Un día más de marcha, fatigosa para los europeos que debían vigilar cada movimiento de los porteadores convertidos en cautivos. Los indígenas avanzaban en silencio, sumidos en una oscura resignación y sabedores del horrendo destino que les esperaba más allá de las cataratas que rugían a sus espaldas.

Ansioso, Joao caminaba en silencio, sin olvidar las advertencias de los aborígenes. De vez en cuando bebía un sorbo de agua, expectante por estudiar el mapa que ocultaba entre sus húmedos ropajes. Sentía la mirada de Jacques a sus espaldas, como si se tratase de un buitre esperando que muriese para devorarle. Aquel francés era un psicópata, producto de la horrenda lucha de trincheras en el Somme y el Marne durante la Gran Guerra. Sin embargo, en aquellos momentos era una herramienta de gran utilidad para lo que vendría a continuación. Volvió la vista y escrudiñó a Sergei. Su figura enjuta y enfermiza era la mejor manera de ocultar la astucia que le había permitido salir con vida de la revolución Bolchevique. El portugués imaginaba que el eslavo era miembro de una familia noble exterminada por los revolucionarios.

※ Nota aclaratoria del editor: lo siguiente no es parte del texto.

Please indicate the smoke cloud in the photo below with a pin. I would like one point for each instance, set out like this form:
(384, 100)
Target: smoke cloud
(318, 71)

Así continuaron hasta el anochecer, buscando un lugar para descansar en medio de una maleza asfixiante que cortaba la piel expuesta. Los mosquitos aparecieron con la oscuridad, aumentando el sufrimiento de los hombres acurrucados entre la espesa vegetación. Sergei fue el primero en prestar guardia hasta pasada la media noche, después de la cual el mismo Joao se encargaría de vigilar.

El sofoco comenzó mucho antes de salir el sol, momento en que la espesura cobraba vida con los chillidos y llamados de todas la criaturas que poblaban aquel inmenso océano de verdor. Sin embargo, entre el grupo de hombres que se atrevían a violentar estos dominios reinaba la incertidumbre.

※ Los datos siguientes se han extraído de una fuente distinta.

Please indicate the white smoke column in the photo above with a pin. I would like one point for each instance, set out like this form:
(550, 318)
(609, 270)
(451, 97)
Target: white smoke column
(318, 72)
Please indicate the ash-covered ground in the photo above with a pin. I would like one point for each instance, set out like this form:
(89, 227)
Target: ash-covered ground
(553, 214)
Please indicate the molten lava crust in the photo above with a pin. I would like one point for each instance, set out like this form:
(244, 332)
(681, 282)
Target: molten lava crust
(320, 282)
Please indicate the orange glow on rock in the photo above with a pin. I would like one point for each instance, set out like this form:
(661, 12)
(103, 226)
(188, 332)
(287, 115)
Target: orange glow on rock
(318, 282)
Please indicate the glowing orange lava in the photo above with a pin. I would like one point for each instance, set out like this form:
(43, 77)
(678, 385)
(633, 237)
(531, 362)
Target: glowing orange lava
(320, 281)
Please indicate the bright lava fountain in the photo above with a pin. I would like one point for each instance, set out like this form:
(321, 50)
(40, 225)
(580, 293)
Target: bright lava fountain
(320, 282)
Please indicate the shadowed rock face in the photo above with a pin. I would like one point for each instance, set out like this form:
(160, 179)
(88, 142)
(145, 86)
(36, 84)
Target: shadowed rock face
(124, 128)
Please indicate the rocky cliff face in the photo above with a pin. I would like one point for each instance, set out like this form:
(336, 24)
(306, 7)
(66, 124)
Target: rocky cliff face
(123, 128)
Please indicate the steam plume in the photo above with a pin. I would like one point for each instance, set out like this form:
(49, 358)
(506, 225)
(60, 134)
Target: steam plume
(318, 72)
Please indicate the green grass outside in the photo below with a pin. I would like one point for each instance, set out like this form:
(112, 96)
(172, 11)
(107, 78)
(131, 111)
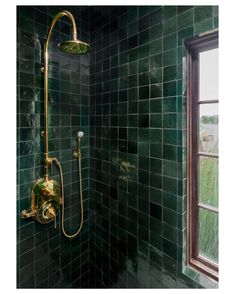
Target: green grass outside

—¡Uno de los indios ha escapado! —rugió Jacques, ardiendo de furia—, si consigue regresar estamos perdidos.

Joao corrió hacia el lugar donde habían atado a los aborígenes y tiró del cabello del líder, sin ocultar su malestar.

—¡Malditos salvajes! —chilló, taladrando con la mirada al nativo—. Os advertí lo que pasaría si intentabais escapar. —Extrajo un cuchillo afilado y lo acercó al ojo del cautivo.

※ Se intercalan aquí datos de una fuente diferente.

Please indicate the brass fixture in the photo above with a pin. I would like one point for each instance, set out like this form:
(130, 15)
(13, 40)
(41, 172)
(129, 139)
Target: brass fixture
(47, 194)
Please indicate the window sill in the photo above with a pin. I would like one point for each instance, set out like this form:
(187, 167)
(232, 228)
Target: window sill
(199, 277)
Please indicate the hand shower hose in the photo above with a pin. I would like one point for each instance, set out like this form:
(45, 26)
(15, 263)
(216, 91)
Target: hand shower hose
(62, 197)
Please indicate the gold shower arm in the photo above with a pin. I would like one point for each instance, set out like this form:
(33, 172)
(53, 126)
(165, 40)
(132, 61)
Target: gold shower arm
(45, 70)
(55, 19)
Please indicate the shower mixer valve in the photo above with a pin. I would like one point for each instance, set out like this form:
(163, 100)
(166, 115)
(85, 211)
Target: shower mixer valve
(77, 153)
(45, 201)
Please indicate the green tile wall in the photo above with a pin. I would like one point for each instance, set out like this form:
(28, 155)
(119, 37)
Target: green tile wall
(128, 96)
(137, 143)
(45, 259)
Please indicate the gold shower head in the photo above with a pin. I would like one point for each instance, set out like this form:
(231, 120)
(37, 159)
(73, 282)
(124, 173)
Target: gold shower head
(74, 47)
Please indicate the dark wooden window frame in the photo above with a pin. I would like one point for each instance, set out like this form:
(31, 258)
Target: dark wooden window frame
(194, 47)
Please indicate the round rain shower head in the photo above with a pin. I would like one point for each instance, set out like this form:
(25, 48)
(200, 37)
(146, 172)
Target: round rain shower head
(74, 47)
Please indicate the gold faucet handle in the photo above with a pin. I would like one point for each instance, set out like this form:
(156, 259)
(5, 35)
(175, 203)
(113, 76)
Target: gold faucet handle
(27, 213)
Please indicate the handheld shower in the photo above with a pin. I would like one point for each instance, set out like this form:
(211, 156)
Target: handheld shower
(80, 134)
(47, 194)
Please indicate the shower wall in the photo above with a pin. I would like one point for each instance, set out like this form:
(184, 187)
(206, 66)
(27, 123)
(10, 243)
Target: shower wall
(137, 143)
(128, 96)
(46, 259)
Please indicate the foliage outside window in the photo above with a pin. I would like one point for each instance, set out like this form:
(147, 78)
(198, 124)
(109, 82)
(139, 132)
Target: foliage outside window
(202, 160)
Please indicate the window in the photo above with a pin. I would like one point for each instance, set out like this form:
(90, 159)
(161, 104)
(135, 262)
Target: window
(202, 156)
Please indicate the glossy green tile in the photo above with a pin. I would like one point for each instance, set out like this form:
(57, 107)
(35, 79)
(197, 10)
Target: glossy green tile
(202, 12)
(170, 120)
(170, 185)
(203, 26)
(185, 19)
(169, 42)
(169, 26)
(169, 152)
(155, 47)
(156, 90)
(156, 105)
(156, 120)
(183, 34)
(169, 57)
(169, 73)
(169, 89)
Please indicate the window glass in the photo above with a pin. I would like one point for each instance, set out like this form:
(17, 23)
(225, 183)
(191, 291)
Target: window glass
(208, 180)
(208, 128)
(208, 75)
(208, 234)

No obstante, lo que encontró en el semblante del indígena fue un hondo terror que nada tenía que ver con las amenazas del europeo.

—¡Jwale! — balbuceó el aborigen fuera de sí—¡Jwale!

El portugués sintió un retortijón en las entrañas y soltó el cabello del indio con consternación.

—¡Imposible! —replicó Sergei, quien se encontraba parado a su lado con gesto confuso—. Les hubiéramos visto venir, estabais de guardia.

Joao se pasó la lengua por los labios y miró los alrededores con aprensión. Por primera vez el miedo le recorría la nuca como un dedo helado.

—De ahora en adelante estaremos con los cinco sentidos bien aguzados— aseguró, encarando a sus compañeros.

Sergei torció el gesto sin ocultar su recelo y el francés soltó una de sus sombrías carcajadas, como si todo aquello le hiciera mucha gracia.

El sol castigaba con dureza mientras se abrían paso por la agreste vegetación que parecía querer devorarles. El francés cubría la retaguardia mientras sus compañeros avanzaban en cabeza, con los nativos en medio, unidos por una cuerda atada a la cintura para que no intentasen escapar. Joao se estremeció al percibir el hedor que inundaba sus fosas nasales. Cargó la escopeta y se deslizó entre los matorrales hasta alcanzar un breve claro a pocos pasos de allí. Quedó mudo al advertir la carroña que pendía de un árbol, cubierta de moscas y otras alimañas. Sergei lanzó una exclamación de asombro al constatar que aquella masa amoratada y deforme alguna vez fue un cuerpo humano.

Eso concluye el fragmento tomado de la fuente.